5
votes

I have UDF that processes JSON and returns dynamic data results per row. In my case I need this to validate data and return validated data.

The schema is flexible for each row. This means I cannot create case class for every case (some of my data can be nested).

I've tried to return tuple from my UDF function, but I had no luck in this either (because I needed to convert from list to tuple), and I didn't find an elegant solution for that.

The data types that I'm returning are String, Integer, Double, DateTime, in different order.

I've tried to use map on DataFrame, but having issues with my schema.

import spark.implicits._

def processData(row_type: String) = {
  /*
  completely random output here. Tuple/List/Array of 
  elements with a type Integer, String, Double, DateType.
  */

  // pseudo-code starts here

  if row_type == A
     (1, "second", 3)
  else
     (1, "second", 3, 4)
}

val processDataUDF = udf((row_type: String) => processData(row_type))

val df = Seq((0, 1), (1, 2)).toDF("a", "b")
val df2 = df.select(processDataUDF($"a"))
df2.show(5)
df2.printSchema()

Results

+------------+
|      UDF(a)|
+------------+
|[1,second,3]|
|[1,second,3]|
+------------+

How how should I approach this problem? We have different processing results per row_type. All the row_type's are set dynamically. I can great Schema for each row_type, but I cannot make same UDF return results with different schemas.

Is using map is the only approach here ?

1

1 Answers

6
votes

Spark Dataset is a columnar data structure and there is really no place for a flexible schema here. Schema has to be homogeneous (all rows have to have the same general structure) and known upfront (if you use UDF it has to return well defined SQL type).

You can achieve some flexibility by:

  • Defining schema which represents a superset of all possible fields and mark individual columns as nullable. This is possible only if there are no type conflicts (if Row contains field foo it is always represented using the same SQL type).
  • Using collection types (MapType, ArrayType) to represent fields with variable size.
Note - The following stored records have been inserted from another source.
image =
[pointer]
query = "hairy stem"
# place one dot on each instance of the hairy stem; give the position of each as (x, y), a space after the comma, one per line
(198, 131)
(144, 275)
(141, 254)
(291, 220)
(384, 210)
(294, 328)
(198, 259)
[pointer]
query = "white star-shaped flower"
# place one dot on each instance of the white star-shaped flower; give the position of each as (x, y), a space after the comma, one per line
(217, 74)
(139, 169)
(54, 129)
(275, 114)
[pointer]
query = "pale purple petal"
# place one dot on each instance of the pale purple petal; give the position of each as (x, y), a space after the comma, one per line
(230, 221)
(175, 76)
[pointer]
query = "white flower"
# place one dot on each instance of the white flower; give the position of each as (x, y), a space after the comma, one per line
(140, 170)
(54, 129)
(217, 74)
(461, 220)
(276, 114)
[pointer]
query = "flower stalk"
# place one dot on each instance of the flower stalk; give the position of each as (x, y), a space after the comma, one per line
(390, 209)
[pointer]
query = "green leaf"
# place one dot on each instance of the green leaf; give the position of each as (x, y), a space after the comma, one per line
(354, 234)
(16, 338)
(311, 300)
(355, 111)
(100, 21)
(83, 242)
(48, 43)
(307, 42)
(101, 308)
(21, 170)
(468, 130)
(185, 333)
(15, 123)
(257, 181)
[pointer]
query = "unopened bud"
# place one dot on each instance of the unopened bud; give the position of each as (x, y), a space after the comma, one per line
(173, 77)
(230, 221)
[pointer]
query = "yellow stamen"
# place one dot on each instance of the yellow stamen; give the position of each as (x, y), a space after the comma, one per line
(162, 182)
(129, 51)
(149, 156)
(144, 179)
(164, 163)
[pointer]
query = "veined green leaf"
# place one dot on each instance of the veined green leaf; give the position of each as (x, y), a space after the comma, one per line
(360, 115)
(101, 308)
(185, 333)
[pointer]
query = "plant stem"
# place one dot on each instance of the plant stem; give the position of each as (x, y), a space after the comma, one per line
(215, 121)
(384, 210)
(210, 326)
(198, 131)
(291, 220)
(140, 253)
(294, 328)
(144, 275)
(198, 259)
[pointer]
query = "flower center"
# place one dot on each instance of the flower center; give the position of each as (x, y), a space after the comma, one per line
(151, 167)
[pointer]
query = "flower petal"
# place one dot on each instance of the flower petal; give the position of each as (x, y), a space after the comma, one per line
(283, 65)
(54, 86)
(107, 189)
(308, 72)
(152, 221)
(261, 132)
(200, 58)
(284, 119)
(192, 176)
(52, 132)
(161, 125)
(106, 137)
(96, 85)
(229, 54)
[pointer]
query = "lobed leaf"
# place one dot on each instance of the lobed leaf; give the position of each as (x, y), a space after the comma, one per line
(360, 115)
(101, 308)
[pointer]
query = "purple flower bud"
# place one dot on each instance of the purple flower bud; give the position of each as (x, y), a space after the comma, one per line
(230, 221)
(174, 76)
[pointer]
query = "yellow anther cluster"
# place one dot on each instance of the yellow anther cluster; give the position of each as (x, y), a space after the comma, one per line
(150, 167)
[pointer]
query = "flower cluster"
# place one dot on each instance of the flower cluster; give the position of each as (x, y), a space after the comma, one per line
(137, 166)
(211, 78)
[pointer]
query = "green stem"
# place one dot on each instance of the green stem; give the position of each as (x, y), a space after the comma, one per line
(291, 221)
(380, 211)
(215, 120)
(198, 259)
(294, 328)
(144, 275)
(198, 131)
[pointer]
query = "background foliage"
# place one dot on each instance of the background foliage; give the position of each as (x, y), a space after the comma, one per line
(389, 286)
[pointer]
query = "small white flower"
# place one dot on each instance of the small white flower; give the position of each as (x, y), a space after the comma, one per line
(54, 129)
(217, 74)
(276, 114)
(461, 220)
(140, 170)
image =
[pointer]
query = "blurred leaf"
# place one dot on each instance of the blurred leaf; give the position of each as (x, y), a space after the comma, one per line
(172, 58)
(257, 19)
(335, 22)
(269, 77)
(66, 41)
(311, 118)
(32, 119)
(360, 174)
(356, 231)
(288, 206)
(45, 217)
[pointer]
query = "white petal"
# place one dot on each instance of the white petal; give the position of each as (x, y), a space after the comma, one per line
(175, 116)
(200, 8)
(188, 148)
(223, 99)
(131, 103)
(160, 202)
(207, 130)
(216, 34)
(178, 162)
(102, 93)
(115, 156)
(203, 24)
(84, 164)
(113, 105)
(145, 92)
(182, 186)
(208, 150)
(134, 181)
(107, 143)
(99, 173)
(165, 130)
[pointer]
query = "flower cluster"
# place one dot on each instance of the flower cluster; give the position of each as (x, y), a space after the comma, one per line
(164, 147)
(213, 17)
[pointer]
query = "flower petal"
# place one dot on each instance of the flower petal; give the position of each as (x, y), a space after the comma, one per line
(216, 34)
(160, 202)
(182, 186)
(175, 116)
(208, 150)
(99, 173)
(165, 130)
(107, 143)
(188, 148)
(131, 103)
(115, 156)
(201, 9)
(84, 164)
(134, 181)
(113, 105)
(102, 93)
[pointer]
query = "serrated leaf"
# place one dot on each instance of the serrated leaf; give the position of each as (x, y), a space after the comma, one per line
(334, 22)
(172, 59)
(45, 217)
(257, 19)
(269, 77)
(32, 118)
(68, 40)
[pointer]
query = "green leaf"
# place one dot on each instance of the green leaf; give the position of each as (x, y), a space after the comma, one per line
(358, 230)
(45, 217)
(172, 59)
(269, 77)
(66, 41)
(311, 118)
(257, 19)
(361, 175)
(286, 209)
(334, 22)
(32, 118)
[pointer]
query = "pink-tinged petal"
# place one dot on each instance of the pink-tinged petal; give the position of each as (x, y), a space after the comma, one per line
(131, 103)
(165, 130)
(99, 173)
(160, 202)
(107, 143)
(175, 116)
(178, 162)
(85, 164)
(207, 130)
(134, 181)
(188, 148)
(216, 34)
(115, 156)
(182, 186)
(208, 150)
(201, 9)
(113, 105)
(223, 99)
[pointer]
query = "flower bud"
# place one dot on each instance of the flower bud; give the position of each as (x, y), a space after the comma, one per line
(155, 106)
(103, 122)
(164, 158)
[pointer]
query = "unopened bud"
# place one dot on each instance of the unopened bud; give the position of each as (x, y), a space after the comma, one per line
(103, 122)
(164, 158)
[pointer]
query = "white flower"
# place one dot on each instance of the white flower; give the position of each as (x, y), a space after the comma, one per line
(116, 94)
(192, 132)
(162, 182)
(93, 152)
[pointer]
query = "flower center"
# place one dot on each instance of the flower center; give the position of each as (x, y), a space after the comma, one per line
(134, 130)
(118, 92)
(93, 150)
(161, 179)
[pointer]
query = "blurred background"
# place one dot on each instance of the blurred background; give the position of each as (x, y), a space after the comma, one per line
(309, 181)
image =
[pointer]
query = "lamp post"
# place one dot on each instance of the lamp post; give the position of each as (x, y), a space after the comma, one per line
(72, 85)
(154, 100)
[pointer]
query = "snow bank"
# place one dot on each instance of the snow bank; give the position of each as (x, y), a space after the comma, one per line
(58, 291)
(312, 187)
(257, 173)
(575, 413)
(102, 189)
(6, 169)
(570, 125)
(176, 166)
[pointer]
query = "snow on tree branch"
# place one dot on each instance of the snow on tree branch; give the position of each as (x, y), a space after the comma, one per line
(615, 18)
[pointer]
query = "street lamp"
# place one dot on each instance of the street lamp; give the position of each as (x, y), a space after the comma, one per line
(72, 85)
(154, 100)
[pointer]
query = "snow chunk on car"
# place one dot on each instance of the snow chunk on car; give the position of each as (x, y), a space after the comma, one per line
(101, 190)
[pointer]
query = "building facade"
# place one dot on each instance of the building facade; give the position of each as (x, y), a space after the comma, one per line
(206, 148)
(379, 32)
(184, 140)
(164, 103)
All values and / or keys have to be of the same type.
  • Reshaping raw data to the point where it is actually representable with fixed schema. Spark includes, as its dependency, json4s, which provides a set of tools for merging, diffing and querying JSON data. It can be used to apply relatively complex transformations if needed.

If this is not practical I would recommend keeping JSON field "as is" and parsing it only on-demand to extract specific values. You can use get_json_object and explicit type casting. This allows for testing different scenarios:

coalesce(Seq("$.bar", "$.foo.bar", "$.foobar.foo.bar")
  .map(get_json_object($"json_col", _)): _*).cast(DoubleType)

without assuming a single document structure.

You can get a bit more flexibility with binary Encoders (Encoders.kryo, Encoders.java) or RDD API, which can be used to store union types (or even Any), but if you really expect completely random output, it suggests some serious design or data modeling problem. Even if you can store parsed data it will be really hard to work with it.